Agahian Farnaz, Funt Brian
J Opt Soc Am A Opt Image Sci Vis. 2014 Jul 1;31(7):1445-52. doi: 10.1364/JOSAA.31.001445.
The spectra in spectral reflectance datasets tend to be quite correlated and therefore they can be represented more compactly using standard techniques such as principal components analysis (PCA) as part of a lossy compression strategy. However, the presence of outlier spectra can often increase the overall error of the reconstructed spectra. This paper introduces a new outlier modeling (OM) method that detects, clusters, and separately models outliers with their own set of basis vectors. Outliers are defined in terms of the robust Mahalanobis distance using the fast minimum covariance determinant algorithm as a robust estimator of the multivariate mean and covariance from which it is computed. After removing the outliers from the main dataset, the performance of PCA on the remaining data improves significantly; however, since outlier spectra are a part of the image, they cannot simply be ignored. The solution is to cluster the outliers into a small number of clusters and then model each cluster separately using its own cluster-specific PCA-derived bases. Tests show that OM leads to lower spectral reconstruction errors of reflectance spectra in terms of both normalized RMS and goodness of fit.

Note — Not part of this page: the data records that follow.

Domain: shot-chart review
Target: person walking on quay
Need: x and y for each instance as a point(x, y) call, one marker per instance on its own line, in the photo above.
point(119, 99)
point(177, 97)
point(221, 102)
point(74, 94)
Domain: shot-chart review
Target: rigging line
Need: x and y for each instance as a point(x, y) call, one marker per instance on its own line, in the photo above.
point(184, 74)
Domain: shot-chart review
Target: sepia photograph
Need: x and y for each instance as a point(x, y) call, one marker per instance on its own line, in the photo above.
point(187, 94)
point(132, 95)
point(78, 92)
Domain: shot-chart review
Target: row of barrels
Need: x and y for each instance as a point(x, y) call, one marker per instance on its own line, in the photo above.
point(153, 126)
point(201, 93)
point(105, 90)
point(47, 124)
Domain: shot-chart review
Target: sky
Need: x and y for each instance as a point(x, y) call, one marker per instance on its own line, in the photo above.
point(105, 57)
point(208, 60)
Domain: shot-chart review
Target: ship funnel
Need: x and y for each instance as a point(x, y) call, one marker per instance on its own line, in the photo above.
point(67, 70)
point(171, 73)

光谱反射率数据集中的光谱往往具有很强的相关性,因此可以使用主成分分析(PCA)等标准技术作为有损压缩策略的一部分,更紧凑地表示它们。然而,异常光谱的存在通常会增加重建光谱的总体误差。本文介绍了一种新的异常值建模(OM)方法,该方法可以检测、聚类异常值,并使用其自己的一组基向量分别对异常值进行建模。使用快速最小协方差行列式算法作为多元均值和协方差的稳健估计器,根据稳健马氏距离来定义异常值,该距离由其计算得出。从主数据集中去除异常值后,PCA在剩余数据上的性能显著提高;然而,由于异常光谱是图像的一部分,不能简单地忽略它们。解决方案是将异常值聚类为少量的簇,然后使用其自己的特定于簇的PCA派生基分别对每个簇进行建模。测试表明,就归一化均方根和拟合优度而言,OM会降低反射光谱的光谱重建误差。